Back to AI Glossary
gsc-search-gaps

What is AI Skills Gap?

Shortage of talent with AI/ML expertise including data scientists, ML engineers, AI product managers, and business translators. Addressed through hiring, training, partnerships with vendors/consultants, and low-code/no-code platforms reducing technical barriers.

This glossary term is currently being developed. Detailed content covering implementation guidance, best practices, vendor selection, and business case development will be added soon. For immediate assistance, please contact Pertama Partners for advisory services.

Why It Matters for Business

Understanding this concept is critical for successful AI implementation and business value realization. Proper evaluation and execution drive competitive advantage while managing risks and costs.

Key Considerations
  • Critical roles: data scientists, ML engineers, AI PMs, architects
  • Build vs buy vs partner strategies for capability access
  • Training programs for existing workforce upskilling
  • Talent retention in competitive market
  • Low-code tools democratizing AI for citizen developers

Common Questions

How do we get started?

Begin with use case identification, stakeholder alignment, pilot program scoping, and vendor evaluation. Expert guidance accelerates time-to-value.

What are typical costs and ROI?

Costs vary by scope, complexity, and deployment model. ROI depends on use case, with automation and analytics often showing 6-18 month payback.

More Questions

Key risks: unclear requirements, data quality issues, change management, integration complexity, skills gaps. Mitigation through phased approach and expert support.

Conduct a structured skills assessment mapping current team capabilities against planned AI initiatives. Categorise gaps into four tiers: data literacy (all staff), AI tool proficiency (business teams), ML engineering (technical teams), and AI strategy (leadership). Use frameworks like the World Economic Forum's AI competency model. Most mid-size companies discover their biggest gap is in the middle tier: business professionals who can translate between technical and strategic needs.

Upskilling costs USD 2K-10K per employee versus USD 150K-300K annual salary for experienced AI hires. However, upskilling takes 6-12 months to produce competent practitioners while hiring delivers immediate capability. The optimal strategy combines both: hire 2-3 senior AI specialists to anchor the team while running structured upskilling programmes for adjacent roles like analysts, product managers, and domain experts who interface with AI systems daily.

Conduct a structured skills assessment mapping current team capabilities against planned AI initiatives.
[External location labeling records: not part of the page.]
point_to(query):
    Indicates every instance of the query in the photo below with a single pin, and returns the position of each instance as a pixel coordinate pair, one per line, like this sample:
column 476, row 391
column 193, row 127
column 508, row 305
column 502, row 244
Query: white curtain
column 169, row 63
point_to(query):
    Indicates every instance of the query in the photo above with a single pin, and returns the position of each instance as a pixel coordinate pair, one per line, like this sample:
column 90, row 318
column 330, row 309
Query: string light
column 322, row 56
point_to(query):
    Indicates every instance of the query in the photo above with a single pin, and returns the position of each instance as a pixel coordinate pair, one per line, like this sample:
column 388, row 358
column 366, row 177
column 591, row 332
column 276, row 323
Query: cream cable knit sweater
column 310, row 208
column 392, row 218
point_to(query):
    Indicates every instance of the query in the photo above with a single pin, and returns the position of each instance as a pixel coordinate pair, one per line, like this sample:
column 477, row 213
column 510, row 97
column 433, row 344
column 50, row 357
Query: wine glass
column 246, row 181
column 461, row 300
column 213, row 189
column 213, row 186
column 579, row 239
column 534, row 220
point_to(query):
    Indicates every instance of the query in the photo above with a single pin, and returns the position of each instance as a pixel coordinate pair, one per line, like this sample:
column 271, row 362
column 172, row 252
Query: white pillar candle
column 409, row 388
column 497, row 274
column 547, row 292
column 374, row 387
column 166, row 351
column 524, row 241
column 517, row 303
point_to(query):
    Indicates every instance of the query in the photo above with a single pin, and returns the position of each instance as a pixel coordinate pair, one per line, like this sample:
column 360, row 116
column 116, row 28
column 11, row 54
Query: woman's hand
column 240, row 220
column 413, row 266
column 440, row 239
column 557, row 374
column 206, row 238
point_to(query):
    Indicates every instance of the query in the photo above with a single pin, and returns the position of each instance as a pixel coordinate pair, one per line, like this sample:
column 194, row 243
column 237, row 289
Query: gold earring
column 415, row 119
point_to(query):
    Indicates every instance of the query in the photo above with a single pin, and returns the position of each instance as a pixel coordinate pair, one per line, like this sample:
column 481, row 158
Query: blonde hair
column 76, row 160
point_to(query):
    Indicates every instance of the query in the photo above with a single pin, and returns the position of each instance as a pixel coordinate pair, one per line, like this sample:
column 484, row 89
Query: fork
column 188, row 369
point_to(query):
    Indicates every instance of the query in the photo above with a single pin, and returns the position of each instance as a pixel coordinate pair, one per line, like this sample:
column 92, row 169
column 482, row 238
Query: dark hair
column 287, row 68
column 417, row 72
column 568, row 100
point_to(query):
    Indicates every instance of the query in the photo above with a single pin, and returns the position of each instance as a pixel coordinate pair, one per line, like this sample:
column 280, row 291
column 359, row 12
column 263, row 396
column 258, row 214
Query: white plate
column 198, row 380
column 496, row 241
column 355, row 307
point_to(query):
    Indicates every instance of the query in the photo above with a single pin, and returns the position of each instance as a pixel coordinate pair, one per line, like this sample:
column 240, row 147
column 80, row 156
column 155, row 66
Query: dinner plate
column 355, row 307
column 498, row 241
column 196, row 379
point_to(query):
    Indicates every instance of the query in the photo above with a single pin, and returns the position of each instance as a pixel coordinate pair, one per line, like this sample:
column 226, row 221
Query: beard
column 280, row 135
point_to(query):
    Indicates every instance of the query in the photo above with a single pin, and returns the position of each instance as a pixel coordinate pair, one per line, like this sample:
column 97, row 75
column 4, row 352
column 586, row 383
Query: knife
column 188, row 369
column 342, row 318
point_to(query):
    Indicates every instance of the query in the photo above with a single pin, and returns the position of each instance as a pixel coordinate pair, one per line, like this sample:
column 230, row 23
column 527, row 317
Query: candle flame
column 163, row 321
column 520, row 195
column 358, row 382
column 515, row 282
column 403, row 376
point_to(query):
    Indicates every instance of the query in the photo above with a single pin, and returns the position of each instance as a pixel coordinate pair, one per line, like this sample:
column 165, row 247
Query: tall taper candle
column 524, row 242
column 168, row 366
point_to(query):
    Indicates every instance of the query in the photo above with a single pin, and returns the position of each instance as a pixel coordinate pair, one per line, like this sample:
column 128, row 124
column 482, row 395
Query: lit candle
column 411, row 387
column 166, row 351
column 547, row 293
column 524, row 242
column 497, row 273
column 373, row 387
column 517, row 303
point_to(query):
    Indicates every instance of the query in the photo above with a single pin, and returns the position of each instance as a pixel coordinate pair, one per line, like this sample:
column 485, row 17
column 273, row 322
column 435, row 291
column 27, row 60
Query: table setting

Categorise gaps into four tiers: data literacy (all staff), AI tool proficiency (business teams), ML engineering (technical teams), and AI strategy (leadership). Use frameworks like the World Economic Forum's AI competency model. Most mid-size companies discover their biggest gap is in the middle tier: business professionals who can translate between technical and strategic needs.

Upskilling costs USD 2K-10K per employee versus USD 150K-300K annual salary for experienced AI hires. However, upskilling takes 6-12 months to produce competent practitioners while hiring delivers immediate capability. The optimal strategy combines both: hire 2-3 senior AI specialists to anchor the team while running structured upskilling programmes for adjacent roles like analysts, product managers, and domain experts who interface with AI systems daily.

Conduct a structured skills assessment mapping current team capabilities against planned AI initiatives. Categorise gaps into four tiers: data literacy (all staff), AI tool proficiency (business teams), ML engineering (technical teams), and AI strategy (leadership). Use frameworks like the World Economic Forum's AI competency model. Most mid-size companies discover their biggest gap is in the middle tier: business professionals who can translate between technical and strategic needs.

Upskilling costs USD 2K-10K per employee versus USD 150K-300K annual salary for experienced AI hires. However, upskilling takes 6-12 months to produce competent practitioners while hiring delivers immediate capability. The optimal strategy combines both: hire 2-3 senior AI specialists to anchor the team while running structured upskilling programmes for adjacent roles like analysts, product managers, and domain experts who interface with AI systems daily.

References

  1. NIST Artificial Intelligence Risk Management Framework (AI RMF 1.0). National Institute of Standards and Technology (NIST) (2023). View source
  2. Stanford HAI AI Index Report 2025. Stanford Institute for Human-Centered AI (2025). View source

Need help implementing AI Skills Gap?

Pertama Partners helps businesses across Southeast Asia adopt AI strategically. Let's discuss how ai skills gap fits into your AI roadmap.